Inside a radical new project to democratize AI
Last updated: 2022-12-15 Thursday
BLOOM a truly open Large Language Model
Is a news article by Melissa Heikkilä and can be found at technologyreview.com
BLOOM (which stands for BigScience Large Open-science Open-access Multilingual Language Model) is designed to be as transparent as possible, with researchers sharing details about the data it was trained on, the challenges in its development, and the way they evaluated its performance.
Here is the link to the webpage https://huggingface.co/bigscience/bloom with model cards and detailed training information. this is an arxiv paper describing the model
This model is way more inclusive, has support for many languages that are not included in other large language models:
It can handle 46 of them, including French, Vietnamese, Mandarin, Indonesian, Catalan, 13 Indic languages (such as Hindi), and 20 African languages.

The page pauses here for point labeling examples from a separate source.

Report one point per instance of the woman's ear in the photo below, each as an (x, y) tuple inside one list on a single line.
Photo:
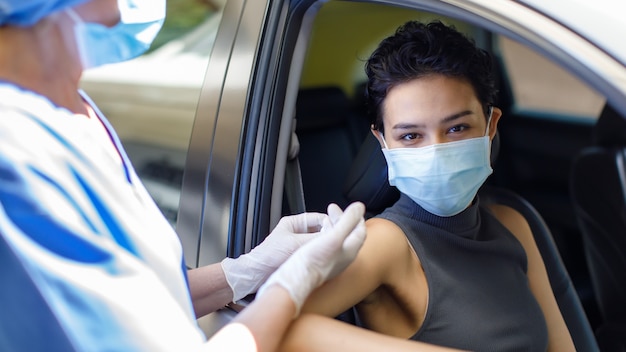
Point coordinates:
[(378, 135), (496, 113)]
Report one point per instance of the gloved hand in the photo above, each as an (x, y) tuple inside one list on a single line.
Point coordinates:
[(246, 273), (324, 257)]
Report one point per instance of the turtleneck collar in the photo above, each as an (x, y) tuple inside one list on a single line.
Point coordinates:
[(465, 224)]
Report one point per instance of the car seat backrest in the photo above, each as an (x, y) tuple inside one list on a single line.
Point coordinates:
[(598, 190), (329, 132), (367, 182)]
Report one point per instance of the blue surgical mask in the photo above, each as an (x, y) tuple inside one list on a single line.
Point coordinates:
[(140, 22), (442, 178)]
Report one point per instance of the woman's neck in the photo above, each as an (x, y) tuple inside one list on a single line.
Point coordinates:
[(43, 59)]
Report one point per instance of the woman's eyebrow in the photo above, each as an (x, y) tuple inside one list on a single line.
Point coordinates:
[(447, 119)]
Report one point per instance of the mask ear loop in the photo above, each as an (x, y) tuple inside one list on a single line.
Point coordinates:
[(383, 138), (489, 120)]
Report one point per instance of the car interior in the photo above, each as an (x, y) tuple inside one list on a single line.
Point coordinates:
[(341, 162)]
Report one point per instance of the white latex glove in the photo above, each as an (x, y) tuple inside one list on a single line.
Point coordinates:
[(248, 272), (324, 257)]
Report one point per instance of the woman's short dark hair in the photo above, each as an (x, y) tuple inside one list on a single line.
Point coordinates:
[(417, 50)]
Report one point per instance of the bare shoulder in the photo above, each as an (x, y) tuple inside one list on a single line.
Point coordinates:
[(385, 231), (389, 241)]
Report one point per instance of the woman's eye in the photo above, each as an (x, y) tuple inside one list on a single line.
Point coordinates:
[(457, 128), (409, 136)]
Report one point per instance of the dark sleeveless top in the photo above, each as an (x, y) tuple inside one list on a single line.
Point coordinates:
[(479, 296)]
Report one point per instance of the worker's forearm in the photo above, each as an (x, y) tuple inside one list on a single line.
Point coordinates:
[(209, 289)]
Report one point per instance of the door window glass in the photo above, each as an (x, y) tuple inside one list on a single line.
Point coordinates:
[(558, 92)]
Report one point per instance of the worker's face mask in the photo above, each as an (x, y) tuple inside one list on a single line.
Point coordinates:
[(442, 178), (140, 21)]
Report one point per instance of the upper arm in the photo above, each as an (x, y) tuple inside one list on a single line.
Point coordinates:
[(385, 248), (559, 336)]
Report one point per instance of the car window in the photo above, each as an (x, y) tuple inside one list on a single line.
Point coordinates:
[(540, 86), (151, 101)]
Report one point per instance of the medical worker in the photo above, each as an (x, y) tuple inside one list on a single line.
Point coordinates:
[(88, 263)]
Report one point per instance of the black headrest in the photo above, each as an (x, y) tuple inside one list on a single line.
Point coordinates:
[(367, 179), (321, 107), (610, 130)]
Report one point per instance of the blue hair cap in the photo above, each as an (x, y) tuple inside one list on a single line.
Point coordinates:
[(26, 13)]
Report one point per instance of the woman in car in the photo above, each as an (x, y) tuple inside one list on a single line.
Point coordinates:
[(438, 266), (89, 263)]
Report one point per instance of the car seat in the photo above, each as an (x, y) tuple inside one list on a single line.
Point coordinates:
[(329, 133), (598, 190), (367, 182)]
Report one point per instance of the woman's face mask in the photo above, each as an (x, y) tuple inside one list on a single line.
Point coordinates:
[(442, 178), (140, 22)]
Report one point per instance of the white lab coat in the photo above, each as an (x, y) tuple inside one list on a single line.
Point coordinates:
[(85, 229)]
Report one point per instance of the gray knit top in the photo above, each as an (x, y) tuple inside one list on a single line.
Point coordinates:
[(479, 296)]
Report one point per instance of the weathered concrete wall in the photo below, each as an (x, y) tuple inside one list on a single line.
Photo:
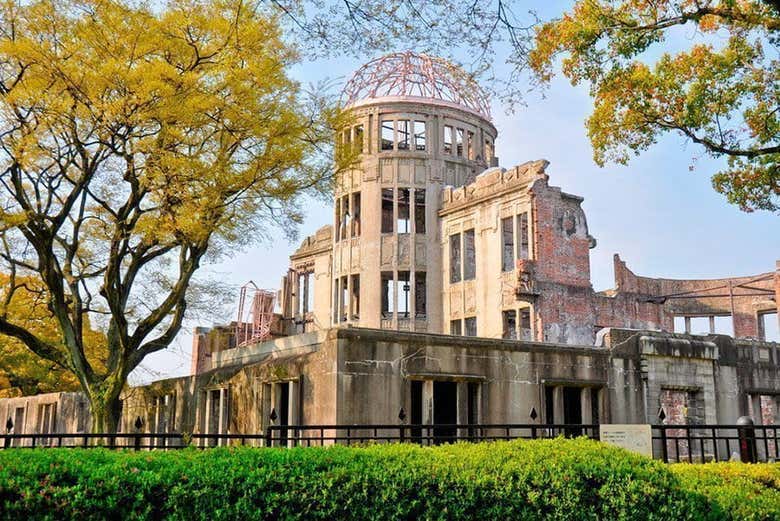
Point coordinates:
[(67, 412)]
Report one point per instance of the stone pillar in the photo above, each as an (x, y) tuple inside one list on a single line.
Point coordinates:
[(427, 406), (755, 409), (558, 416), (585, 405), (463, 407), (602, 397), (292, 402)]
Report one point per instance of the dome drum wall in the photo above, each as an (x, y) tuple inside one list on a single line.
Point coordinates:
[(387, 266)]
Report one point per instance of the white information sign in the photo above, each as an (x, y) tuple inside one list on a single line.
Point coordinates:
[(634, 437)]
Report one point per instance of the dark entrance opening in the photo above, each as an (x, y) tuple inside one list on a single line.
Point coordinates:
[(549, 406), (572, 409), (415, 416), (473, 407), (445, 411), (284, 410)]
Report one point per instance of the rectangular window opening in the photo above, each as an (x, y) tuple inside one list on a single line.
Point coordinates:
[(344, 218), (455, 256), (356, 214), (387, 294), (403, 211), (470, 326), (447, 139), (310, 291), (355, 299), (404, 294), (522, 231), (387, 210), (525, 324), (419, 211), (388, 137), (770, 329), (508, 241), (455, 327), (419, 136), (470, 256), (510, 324), (404, 134), (345, 301), (337, 219), (359, 138), (420, 297)]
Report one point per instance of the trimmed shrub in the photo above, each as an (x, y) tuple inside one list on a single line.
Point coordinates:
[(542, 479)]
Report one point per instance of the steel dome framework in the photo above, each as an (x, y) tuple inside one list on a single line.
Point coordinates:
[(409, 74)]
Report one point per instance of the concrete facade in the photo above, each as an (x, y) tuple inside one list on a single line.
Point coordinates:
[(460, 292)]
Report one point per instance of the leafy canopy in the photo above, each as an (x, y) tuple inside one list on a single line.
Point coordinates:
[(24, 373), (721, 92), (132, 143)]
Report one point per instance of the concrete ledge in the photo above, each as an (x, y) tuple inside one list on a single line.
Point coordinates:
[(286, 346)]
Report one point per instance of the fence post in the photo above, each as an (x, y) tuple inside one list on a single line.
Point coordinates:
[(747, 439), (664, 445)]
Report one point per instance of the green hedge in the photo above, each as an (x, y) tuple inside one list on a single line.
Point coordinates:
[(544, 479)]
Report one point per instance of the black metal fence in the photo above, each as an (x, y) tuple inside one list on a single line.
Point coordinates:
[(670, 443)]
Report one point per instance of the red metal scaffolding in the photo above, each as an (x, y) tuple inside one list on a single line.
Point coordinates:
[(254, 318)]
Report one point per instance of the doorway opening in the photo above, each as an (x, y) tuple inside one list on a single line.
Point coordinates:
[(445, 411)]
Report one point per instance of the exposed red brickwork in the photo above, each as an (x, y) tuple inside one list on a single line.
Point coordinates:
[(568, 310)]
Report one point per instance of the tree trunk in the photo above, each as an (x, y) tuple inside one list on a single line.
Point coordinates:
[(106, 410)]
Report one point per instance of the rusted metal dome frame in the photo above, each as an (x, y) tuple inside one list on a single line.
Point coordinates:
[(415, 75)]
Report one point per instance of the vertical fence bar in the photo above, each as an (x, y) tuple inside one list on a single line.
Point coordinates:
[(664, 447)]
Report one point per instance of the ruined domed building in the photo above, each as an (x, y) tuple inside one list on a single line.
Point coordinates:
[(459, 292)]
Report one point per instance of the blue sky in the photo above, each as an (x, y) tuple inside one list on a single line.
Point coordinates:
[(664, 219)]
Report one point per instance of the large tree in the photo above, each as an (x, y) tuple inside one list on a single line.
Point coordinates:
[(721, 90), (718, 88), (22, 372), (135, 144)]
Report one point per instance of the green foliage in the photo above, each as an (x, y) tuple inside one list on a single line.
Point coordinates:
[(544, 479), (720, 91)]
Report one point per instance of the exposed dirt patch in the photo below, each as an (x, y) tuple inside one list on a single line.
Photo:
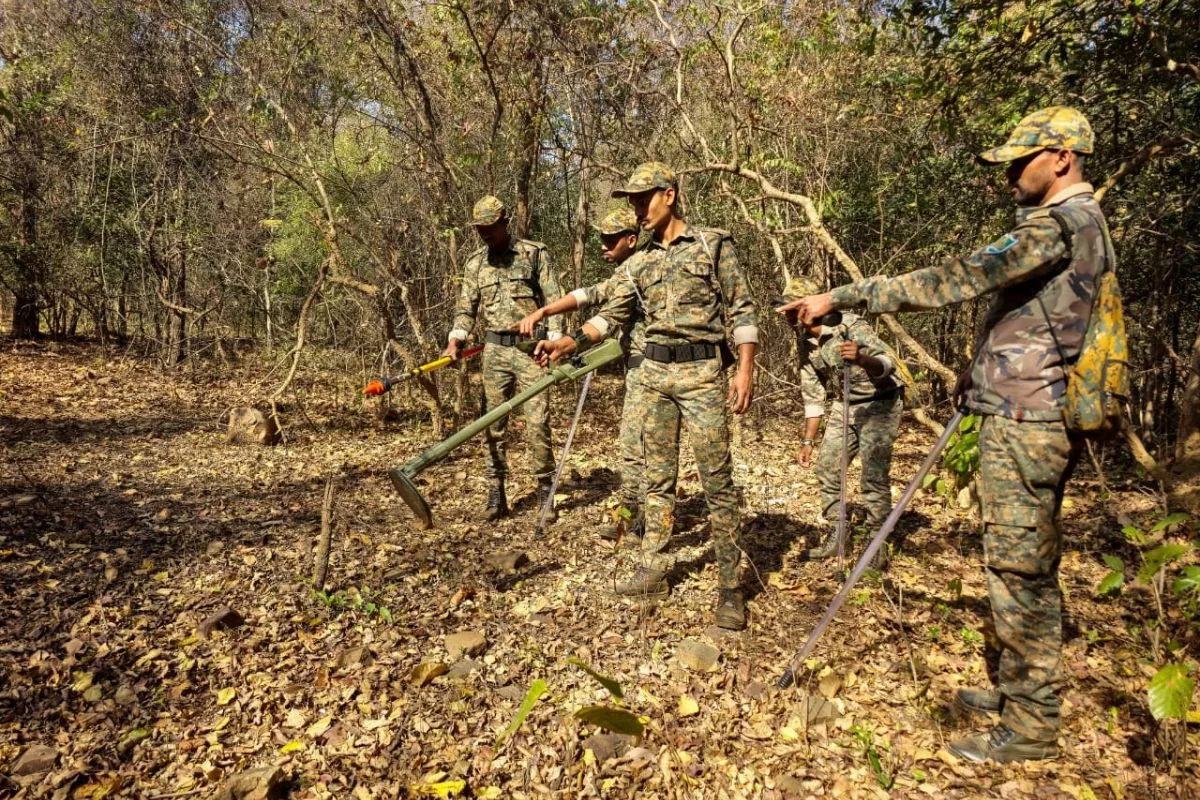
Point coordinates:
[(127, 521)]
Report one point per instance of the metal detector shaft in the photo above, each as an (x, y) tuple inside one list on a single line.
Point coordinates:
[(402, 476), (562, 459), (845, 465), (869, 553)]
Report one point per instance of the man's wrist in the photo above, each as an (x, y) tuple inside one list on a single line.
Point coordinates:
[(582, 341)]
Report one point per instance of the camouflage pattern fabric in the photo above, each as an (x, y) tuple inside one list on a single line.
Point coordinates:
[(646, 176), (508, 371), (487, 211), (873, 432), (1025, 453), (1056, 127), (631, 444), (1024, 469), (799, 287), (688, 288), (1020, 368), (633, 414), (1098, 383), (821, 364), (691, 394), (618, 221), (507, 284)]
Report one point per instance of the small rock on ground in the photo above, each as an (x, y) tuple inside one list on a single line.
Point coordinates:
[(508, 561), (463, 668), (355, 656), (466, 643), (265, 783), (607, 745), (697, 655), (39, 758), (223, 619)]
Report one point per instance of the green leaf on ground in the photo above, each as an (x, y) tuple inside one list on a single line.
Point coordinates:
[(1156, 559), (1111, 583), (612, 719), (1170, 692), (604, 680), (535, 691)]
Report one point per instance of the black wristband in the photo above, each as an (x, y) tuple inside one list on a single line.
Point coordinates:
[(582, 341)]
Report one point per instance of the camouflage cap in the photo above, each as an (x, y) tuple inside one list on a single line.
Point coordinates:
[(487, 211), (799, 287), (618, 221), (1056, 127), (651, 175)]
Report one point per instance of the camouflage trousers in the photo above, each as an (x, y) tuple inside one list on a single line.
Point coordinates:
[(693, 394), (633, 449), (873, 432), (508, 371), (1023, 470)]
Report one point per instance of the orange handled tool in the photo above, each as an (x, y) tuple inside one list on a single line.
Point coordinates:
[(381, 385)]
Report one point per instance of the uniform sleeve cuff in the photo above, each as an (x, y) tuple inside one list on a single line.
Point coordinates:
[(846, 296), (600, 324), (745, 335)]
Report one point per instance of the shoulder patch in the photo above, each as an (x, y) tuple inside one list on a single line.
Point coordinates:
[(1002, 245)]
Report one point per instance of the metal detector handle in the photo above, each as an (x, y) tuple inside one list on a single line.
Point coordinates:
[(789, 677), (562, 459)]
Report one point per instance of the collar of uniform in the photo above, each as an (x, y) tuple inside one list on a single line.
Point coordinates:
[(508, 247), (688, 233), (1074, 190)]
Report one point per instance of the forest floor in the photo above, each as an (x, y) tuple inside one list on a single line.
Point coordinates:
[(126, 519)]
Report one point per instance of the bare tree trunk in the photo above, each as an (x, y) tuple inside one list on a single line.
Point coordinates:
[(25, 324), (1188, 444), (177, 328), (321, 560)]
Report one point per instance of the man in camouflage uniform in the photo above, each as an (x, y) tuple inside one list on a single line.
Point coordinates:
[(618, 240), (508, 277), (1045, 274), (875, 405), (689, 283)]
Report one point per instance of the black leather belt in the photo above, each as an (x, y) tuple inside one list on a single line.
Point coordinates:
[(681, 353), (503, 338), (888, 394)]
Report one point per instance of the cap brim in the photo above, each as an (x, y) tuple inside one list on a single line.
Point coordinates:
[(1006, 154), (628, 192)]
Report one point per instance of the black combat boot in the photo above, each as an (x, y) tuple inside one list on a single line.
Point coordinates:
[(1002, 745), (731, 609), (978, 701), (545, 491), (497, 504), (643, 583)]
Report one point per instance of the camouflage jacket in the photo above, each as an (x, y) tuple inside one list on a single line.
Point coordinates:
[(599, 294), (688, 289), (1044, 280), (508, 284), (821, 365)]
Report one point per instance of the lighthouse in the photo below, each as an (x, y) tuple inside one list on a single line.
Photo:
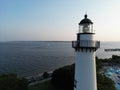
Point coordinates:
[(85, 65)]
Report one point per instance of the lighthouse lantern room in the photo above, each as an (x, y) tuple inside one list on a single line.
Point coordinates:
[(85, 65)]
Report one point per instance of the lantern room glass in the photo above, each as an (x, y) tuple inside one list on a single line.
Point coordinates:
[(86, 28)]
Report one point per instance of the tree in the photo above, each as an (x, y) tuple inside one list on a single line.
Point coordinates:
[(63, 78), (12, 82)]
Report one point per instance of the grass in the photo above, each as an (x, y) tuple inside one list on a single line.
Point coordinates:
[(42, 86)]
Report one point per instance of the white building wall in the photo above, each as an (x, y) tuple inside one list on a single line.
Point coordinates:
[(85, 71)]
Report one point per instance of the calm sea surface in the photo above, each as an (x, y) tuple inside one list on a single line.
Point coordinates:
[(31, 58)]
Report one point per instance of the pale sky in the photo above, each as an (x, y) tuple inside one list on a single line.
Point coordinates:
[(57, 20)]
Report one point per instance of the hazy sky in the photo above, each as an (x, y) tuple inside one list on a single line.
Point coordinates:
[(38, 20)]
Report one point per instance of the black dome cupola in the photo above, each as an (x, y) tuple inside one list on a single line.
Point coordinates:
[(85, 20), (86, 25)]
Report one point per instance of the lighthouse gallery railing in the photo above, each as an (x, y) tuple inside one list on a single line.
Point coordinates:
[(85, 44)]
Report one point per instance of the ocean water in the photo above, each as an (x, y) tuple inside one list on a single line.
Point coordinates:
[(32, 58)]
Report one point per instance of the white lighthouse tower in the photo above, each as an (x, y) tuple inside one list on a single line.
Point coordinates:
[(85, 65)]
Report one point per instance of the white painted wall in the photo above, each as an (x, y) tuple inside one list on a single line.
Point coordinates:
[(85, 71)]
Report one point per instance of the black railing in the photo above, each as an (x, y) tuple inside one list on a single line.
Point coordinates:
[(85, 44)]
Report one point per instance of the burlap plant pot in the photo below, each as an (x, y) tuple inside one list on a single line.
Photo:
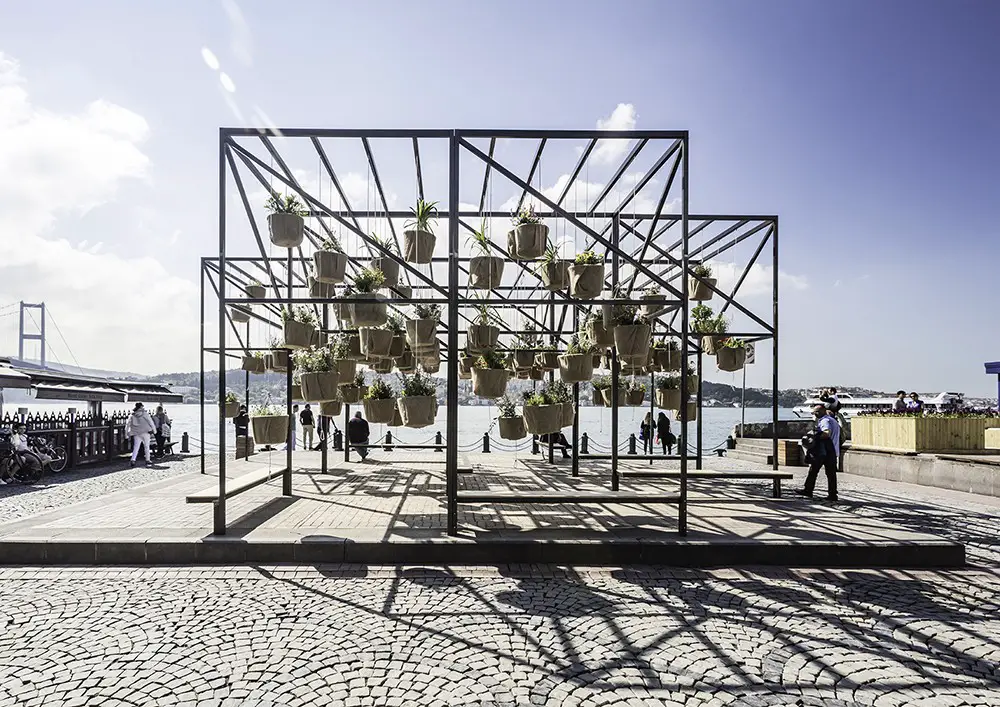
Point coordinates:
[(350, 393), (485, 271), (555, 275), (286, 230), (482, 337), (379, 410), (420, 333), (586, 281), (668, 398), (531, 240), (542, 419), (270, 429), (418, 246), (329, 266), (576, 368), (512, 428), (375, 342), (567, 415), (239, 314), (489, 382), (700, 291), (297, 334), (730, 359), (606, 394), (321, 386), (632, 342), (417, 411), (367, 310), (389, 268)]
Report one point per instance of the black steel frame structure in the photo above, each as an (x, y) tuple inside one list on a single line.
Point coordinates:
[(650, 247)]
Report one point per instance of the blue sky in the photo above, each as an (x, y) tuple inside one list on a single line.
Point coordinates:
[(869, 128)]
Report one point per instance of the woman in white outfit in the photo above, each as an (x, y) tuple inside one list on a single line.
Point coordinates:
[(139, 427)]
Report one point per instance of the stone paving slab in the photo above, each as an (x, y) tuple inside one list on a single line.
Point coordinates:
[(395, 512)]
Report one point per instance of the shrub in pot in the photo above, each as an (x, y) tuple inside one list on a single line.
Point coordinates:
[(319, 374), (330, 262), (366, 309), (586, 275), (511, 424), (485, 270), (270, 424), (489, 375), (379, 401), (419, 239), (418, 401), (285, 222), (668, 392), (732, 355), (700, 283), (299, 323)]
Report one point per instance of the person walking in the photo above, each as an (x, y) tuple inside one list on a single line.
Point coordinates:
[(139, 427), (358, 433), (664, 434), (822, 446), (646, 433), (308, 427)]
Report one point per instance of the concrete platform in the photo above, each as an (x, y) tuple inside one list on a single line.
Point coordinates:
[(392, 510)]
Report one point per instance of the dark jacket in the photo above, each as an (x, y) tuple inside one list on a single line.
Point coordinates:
[(357, 430)]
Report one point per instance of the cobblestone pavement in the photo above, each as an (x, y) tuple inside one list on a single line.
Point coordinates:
[(530, 635), (76, 485)]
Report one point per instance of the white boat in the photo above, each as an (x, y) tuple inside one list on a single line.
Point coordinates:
[(850, 405)]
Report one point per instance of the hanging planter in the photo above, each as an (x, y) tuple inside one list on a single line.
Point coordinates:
[(576, 368), (567, 415), (285, 224), (482, 337), (543, 419), (331, 408), (731, 358), (512, 427), (375, 342), (489, 383), (270, 429), (239, 314), (320, 386), (330, 265)]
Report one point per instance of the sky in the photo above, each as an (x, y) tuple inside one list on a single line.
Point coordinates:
[(870, 129)]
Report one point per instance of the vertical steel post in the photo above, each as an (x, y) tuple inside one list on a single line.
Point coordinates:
[(451, 456), (685, 339), (220, 505), (615, 368)]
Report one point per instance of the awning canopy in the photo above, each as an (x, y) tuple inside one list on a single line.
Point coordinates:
[(78, 391)]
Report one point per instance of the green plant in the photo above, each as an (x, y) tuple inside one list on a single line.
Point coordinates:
[(379, 390), (507, 406), (588, 257), (418, 385), (427, 311), (423, 213), (287, 205), (299, 313), (525, 215), (369, 280), (491, 358)]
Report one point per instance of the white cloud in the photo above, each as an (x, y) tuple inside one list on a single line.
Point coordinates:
[(115, 310)]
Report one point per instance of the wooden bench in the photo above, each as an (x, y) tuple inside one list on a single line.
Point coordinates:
[(775, 476)]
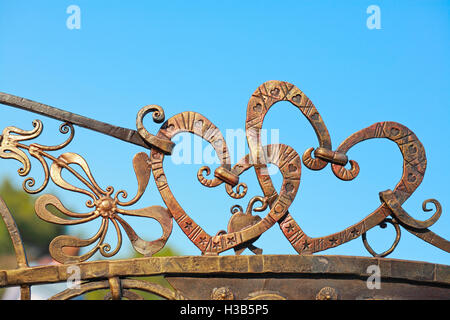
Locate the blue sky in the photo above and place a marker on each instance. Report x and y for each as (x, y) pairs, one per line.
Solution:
(209, 57)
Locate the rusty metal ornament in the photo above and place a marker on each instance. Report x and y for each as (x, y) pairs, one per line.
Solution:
(243, 229)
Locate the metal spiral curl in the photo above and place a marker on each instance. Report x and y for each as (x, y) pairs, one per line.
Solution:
(383, 225)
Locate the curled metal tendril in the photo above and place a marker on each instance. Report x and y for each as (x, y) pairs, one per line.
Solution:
(383, 225)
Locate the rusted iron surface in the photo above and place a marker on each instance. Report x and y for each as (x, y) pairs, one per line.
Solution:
(241, 277)
(243, 229)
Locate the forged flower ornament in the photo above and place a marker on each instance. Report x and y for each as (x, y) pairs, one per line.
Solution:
(104, 207)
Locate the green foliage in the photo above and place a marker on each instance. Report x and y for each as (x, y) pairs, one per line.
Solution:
(36, 234)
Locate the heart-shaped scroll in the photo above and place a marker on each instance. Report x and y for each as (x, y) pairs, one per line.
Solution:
(287, 160)
(289, 165)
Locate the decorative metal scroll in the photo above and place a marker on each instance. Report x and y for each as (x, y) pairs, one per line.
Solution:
(244, 228)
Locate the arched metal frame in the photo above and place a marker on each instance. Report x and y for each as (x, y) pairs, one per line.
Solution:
(210, 276)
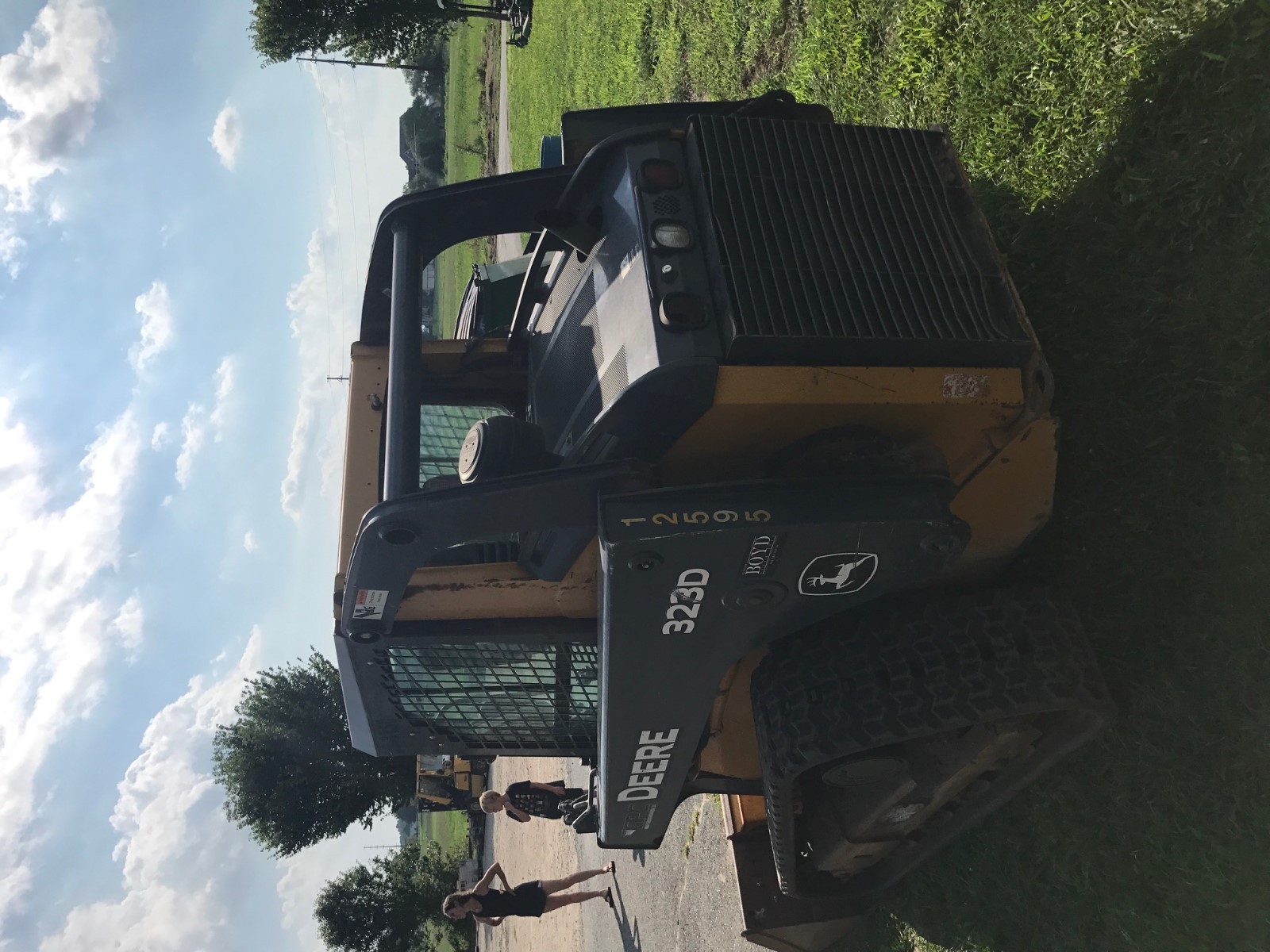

Just over 30% of its training data was in English. The model also understands 13 programming languages.
The reason BLOOM was able to improve on this situation is that the team rallied volunteers from around the world to build suitable data sets in other languages even if those languages weren’t as well represented online. For example, Hugging Face organized workshops with African AI researchers to try to find data sets such as records from local authorities or universities that could be used to train the model on African languages, says Chris Emezue, a Hugging Face intern and a researcher at Masakhane, an organization working on natural-language processing for African languages.
what do I think about it
The training data is still biased, but at least this org is very open. I applaud HuggingFace for this work!